Его тезис насчет детей был таким: «Кажется, они в кого-то превращаются».

Самая ранняя программа правильного и неправильного – для картирования мира. Чуть позже, когда она свое отработала (примерно к трем годам), начинаются следующие периоды. Когда дойдет до поступления на мехмат, вам снизу постучат. Идея о том, что вы так и будете говорить ребенку «мороженое на улице не едят» до 21-го года – неверна. Вам постучат снизу еще до подросткового кризиса.

 

Подростковость и предподростковость

Про подростковый кризис все знают, но существует предподростковость, про которую никто не знает. Подросткового кризиса не существует, мы сами его сделали, но подростковый возраст существует. Существует и предподростковость, которая маркируется двумя смешными вещами.

Вещь первая – ребенок начинает мечтать, выдумывать, что он в своей семье неродной, его усыновили. Никогда ребенок не делится этим с родителями. Иногда делится с каким-то доверенным лицом. Доверенное лицо тут же прибегает к родителям, закладывает ребенка. А это – просто предподростковость. Наш ребенок начинает понимать, что вот семья – система, и все в ней одинаковые, а он – другой.
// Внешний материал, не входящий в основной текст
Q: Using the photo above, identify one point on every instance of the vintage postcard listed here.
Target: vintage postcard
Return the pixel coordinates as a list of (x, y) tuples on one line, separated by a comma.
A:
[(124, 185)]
Вторая вещь – дети начинают мечтать, что они сбегут. Причем это не подростковый уход: «Вы меня все достали». Это мечта о том, как «я буду жить в лесу со своей собачкой в шалаше». Если подростковость трагична, и трагедией ее делаем мы, взрослые, то это – еще нет. Это – сладкие мечты. Помните Тома Сойера? Том Сойер же – не подросток, Том Сойер – предподросток. Они убежали, пишут записки родителям.

Приемность меня не затронула, а если и затронула, то амнезировалась. Она затронула мою ближайшую подругу. Я, как сейчас, помню ее слова: «Катя, пойдем на сарай, мне надо с тобой поговорить». Вечером на крыше сарая заходило солнце, и она мне говорит: «Я поняла, что я не родная, а приемная». Нам было примерно 9-10 лет. В ее семье у всех были русые волосы, а она – натуральная блондинка. «На самом деле, – говорит она мне, – я – скандинавская принцесса».

Через некоторое время меня нагнал второй пункт, и вместе с двумя мальчиками со двора мы уехали помогать вьетнамским патриотам бороться с американской военщиной. Нас сняли с поезда в Вологде. Мы готовились, собирались. В милиции нас допрашивали по отдельности. Мои товарищи держались, как партизаны на допросе гестапо, они не сказали ничего. А я раскололась и призналась, что мы ехали помогать вьетнамским патриотам.

До сих пор помню, как пожилой милиционер достал откуда-то зеркало, передо мной оказалась грязная физиономия с торчащими в разные стороны кудряшками, со ссадиной. Он поставил зеркало и сказал: «Подумай, чем ты такая можешь помочь вьетнамским патриотам?» Я серьезно, помню, задумалась. Я не была возрастным психологом, не понимала, что со мной происходит, но нестыковку я почувствовала.

Конечно, осознав, что он не такой, как остальные в семье, подросток попытается вырваться. Но разве один он сможет противостоять напору: «Ты что? У нас все в семье учились, все закончили МГУ…»? Конечно, не может, у него нет сил. Какой у него выход? Бежать. Куда? Найти таких же, где все носят кольцо в носу. Ребенок кидается в это общество и говорит: «Мы все – готы». Или: «Вы все – отстой». Такой компанией они уже вполне могут противостоять непонимающим мир взрослым.